Allain presqu’île

Cher gamin vert,

Tu sais comme on peut ne pas désirer une journée qui se lève. Elle nous dilue dans une horloge stupide et crasse comme des flocons dans un caniveau. Comme des banquises. Pourtant celle-ci fait exception, je te conte là ma ferveur à l’encre de novembre, dernier jour avant le cadeau que tu t’apprêtes à déposer au pied du sapin des coeurs branchés sur le secteur.

Quand Auront Fondu Les Banquises justement… Comme tu fais ça bien mon pote ! Comment savais-tu dévoiler cet opus pile poil une semaine avant mon anniversaire ?! Mystère mystique de l’esthétique ? Orgasme du hasard ?

Allain Leprest

Allain Leprest

Alors je m’exalte. Je répette la nouvelle à tout le monde qui s’en fout; ça sert peut-être à rien mais c’est important. C’est mon point qui t’écrit serrant la plume, qui ponctue ma lettre et apostrophe les ignares. Hé ho ! Y’a un génie vivant là ! Ils ne semblent pas tous connaître la vie sur elle avec lui, la presqu’île Allain, celui avec deux ailes. Ils n’entendent pas le crépitement annoncé de la torche enflammée devant un rideau noir. Ton ombre chinoise, ton profil grec, ta voix râcleuse et tes mains racoleuses de mime discret, tes poumons de papyrus brûlé et tes mots caracoleurs, tout y sera-t-il ? Ton disque va-t-il me flinguer encore, accroché que je suis déjà au porte-manteau de tes hémistiches ?

Ah… ces mots. Brillants comme des galets de montagne. Ronds comme le foin dans les champs au couchant. Oui tu fais ça bien Leprest, debout dans ta gare d’où tu repartiras. Je vois passer mes trains dans les traits tirés de ton poignet, mes cuites et mes drames dans les écailles de tes mots saumons remontant le passé. J’ai une maison à Libourne-Sur-Oise depuis que tu chantes tes illusions, je lessive aussi ma fin au sel de ta mer louée comme un linceul, et t’as réveillé le loup à l’intérieur avec ta Colère.

Je me dis bien souvent que c’est pas la classe, piquer l’affiche à ton dernier concert comme une midinette, t’acheter cinq pavés de tes Chants du Soir… mais bon, c’est comme ça, j’ai une ligne permanente fichée dans ton réseau.

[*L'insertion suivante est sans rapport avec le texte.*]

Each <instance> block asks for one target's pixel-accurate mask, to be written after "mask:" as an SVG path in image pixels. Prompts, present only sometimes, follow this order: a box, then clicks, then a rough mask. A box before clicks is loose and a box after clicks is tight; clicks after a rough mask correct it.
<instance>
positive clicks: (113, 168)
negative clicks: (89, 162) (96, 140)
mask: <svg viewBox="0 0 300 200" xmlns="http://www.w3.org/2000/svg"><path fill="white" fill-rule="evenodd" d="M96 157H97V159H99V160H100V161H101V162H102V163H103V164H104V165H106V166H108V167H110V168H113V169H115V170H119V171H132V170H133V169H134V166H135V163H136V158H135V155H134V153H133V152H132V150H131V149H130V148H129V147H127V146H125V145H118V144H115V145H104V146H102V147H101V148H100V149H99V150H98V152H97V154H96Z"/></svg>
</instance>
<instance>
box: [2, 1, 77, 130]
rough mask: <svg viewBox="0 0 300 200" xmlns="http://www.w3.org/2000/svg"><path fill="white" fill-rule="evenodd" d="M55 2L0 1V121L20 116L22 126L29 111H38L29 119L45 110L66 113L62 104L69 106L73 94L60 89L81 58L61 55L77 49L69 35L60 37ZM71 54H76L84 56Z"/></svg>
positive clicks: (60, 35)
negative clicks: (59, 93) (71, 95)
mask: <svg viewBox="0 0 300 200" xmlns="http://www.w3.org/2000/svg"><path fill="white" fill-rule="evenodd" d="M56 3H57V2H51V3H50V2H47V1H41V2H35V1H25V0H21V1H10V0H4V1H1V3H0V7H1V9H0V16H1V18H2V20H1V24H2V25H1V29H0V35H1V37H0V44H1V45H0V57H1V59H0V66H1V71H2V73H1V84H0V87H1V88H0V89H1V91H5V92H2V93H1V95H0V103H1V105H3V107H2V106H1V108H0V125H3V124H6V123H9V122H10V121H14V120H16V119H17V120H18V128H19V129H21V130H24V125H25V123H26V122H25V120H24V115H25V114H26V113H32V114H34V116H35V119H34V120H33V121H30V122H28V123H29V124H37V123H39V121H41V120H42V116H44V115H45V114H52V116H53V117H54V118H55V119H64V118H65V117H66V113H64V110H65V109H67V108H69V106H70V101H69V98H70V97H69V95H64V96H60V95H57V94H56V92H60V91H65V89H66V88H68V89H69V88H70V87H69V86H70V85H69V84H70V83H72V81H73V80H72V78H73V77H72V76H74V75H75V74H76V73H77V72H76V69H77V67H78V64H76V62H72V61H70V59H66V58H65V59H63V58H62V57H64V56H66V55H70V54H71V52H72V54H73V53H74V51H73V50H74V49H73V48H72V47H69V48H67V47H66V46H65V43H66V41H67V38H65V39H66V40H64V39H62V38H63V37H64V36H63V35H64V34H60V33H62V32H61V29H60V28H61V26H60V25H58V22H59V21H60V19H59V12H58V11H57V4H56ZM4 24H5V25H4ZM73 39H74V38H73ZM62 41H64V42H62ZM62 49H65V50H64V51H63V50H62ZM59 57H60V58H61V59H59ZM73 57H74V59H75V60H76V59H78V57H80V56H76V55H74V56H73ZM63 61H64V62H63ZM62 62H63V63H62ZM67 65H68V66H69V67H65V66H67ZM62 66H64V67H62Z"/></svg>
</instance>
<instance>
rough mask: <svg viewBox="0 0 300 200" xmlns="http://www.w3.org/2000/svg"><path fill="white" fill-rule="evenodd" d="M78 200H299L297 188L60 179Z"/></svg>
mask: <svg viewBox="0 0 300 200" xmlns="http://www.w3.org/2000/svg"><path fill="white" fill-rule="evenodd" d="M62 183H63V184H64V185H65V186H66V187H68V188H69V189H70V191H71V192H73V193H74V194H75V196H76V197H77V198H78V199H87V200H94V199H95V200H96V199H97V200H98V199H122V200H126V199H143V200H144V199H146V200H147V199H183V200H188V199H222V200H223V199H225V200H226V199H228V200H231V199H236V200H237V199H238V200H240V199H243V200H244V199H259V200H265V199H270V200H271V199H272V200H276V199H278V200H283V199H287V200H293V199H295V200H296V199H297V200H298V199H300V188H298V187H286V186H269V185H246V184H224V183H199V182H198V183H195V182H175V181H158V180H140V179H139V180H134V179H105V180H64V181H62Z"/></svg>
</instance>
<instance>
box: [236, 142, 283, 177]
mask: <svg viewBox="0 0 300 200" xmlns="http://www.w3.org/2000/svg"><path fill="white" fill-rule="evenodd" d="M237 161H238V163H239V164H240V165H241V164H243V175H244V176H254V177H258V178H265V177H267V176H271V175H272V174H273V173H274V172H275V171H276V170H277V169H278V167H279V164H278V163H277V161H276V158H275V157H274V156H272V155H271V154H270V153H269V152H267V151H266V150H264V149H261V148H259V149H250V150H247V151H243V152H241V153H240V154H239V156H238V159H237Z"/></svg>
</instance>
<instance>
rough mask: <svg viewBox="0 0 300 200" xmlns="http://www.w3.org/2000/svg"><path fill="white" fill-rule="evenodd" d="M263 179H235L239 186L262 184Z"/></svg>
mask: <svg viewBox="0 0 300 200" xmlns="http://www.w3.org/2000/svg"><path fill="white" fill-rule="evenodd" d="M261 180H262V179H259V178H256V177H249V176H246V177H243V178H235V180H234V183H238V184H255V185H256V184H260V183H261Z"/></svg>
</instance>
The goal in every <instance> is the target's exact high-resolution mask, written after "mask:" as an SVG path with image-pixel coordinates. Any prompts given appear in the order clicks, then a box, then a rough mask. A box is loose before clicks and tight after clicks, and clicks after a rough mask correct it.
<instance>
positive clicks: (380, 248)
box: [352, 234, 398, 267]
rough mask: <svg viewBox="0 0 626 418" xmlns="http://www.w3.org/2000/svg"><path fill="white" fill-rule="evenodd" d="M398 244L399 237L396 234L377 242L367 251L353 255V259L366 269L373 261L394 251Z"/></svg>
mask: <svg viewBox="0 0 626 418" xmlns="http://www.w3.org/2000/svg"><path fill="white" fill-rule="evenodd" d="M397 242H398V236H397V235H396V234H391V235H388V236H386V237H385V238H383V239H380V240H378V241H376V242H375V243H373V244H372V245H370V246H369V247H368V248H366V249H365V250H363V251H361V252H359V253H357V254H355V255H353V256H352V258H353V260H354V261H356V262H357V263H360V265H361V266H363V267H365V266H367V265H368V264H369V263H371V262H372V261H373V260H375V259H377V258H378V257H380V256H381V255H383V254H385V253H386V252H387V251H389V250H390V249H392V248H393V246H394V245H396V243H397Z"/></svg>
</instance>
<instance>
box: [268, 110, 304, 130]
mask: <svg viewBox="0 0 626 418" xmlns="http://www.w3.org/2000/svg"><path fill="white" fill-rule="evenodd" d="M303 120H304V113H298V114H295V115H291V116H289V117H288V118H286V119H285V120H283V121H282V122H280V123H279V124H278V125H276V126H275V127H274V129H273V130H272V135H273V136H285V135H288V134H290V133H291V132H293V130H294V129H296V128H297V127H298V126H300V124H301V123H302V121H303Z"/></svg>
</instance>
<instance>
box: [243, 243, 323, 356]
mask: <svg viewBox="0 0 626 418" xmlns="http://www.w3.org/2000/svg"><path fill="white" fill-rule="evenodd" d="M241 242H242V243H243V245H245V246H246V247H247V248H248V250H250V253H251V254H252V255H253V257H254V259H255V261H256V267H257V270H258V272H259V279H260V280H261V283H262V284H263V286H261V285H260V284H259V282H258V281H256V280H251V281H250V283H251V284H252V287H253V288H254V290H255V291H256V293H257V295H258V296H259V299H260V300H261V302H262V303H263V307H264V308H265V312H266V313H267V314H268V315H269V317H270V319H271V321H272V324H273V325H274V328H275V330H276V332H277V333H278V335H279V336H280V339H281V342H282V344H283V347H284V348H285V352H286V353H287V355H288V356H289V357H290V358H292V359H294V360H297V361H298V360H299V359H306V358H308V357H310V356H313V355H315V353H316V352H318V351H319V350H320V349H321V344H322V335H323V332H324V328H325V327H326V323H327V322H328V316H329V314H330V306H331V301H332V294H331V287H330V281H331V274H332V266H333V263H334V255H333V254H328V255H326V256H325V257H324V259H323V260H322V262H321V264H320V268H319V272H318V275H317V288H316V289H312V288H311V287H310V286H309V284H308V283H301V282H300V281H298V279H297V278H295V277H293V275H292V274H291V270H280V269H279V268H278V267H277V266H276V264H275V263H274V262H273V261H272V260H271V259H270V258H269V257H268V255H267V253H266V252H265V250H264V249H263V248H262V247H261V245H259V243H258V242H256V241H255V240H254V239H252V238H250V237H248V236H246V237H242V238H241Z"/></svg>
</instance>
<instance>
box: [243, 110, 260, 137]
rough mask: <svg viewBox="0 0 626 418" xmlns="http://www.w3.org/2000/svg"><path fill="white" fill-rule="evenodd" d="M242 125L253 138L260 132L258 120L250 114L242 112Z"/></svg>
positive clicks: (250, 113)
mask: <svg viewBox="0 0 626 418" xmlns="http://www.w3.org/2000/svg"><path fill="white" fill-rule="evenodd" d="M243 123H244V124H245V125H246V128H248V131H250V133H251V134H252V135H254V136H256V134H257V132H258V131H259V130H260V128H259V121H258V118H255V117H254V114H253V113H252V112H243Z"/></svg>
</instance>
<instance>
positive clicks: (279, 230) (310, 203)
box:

J’ai une petite concession fleurie dans ton parterre d’admirateurs. Tu chantais quand je les quittais, je t’emportais quand elle partaient, je te fredonne quand j’en enterre quelques uns; alors si tes oreilles sifflent aujourd’hui dimanche, ce n’est pas qu’on persiffle. Je sifflotte un brin d’Allain entre deux averses.

Demain peut-être, je courrai t’acheter les banquises, ou me laisserai au délice d’attendre ta scène dans quelques jours. Ivresse à Ivry, chez toi, où givrent les matins froids et gît un sacré foutu orfèvre de la verve.

Te sentais-tu l’âme ambaumée aujourd’hui ? Je te devais bien ce sucre lent qu’on appelle un hommage; ça biture les égos, méfies-toi. Si ça prend sa place, tranquillement, vers ton fauteuil à bascule entre gitane et bordeaux, je l’aurai pas trop mal torché.

A la prochaine chique de verbe, Allain.

2 réactions sur “Allain presqu’île”

  1. accordmuet

    Cet hommage est sincèrement touchant. Si j’étais une artiste, j’aimerais connaître quelqu’un qui me ressente comme tu le ressens.

  2. Cath-Grain de sel

    Très belle page inspirée par Leprest ; ça fait plaisir d’en partager la passion ! Et vous l’évoquez superbement.
    Cet album est une merveille de bijoux ciselés, et le spectacle un grand moment.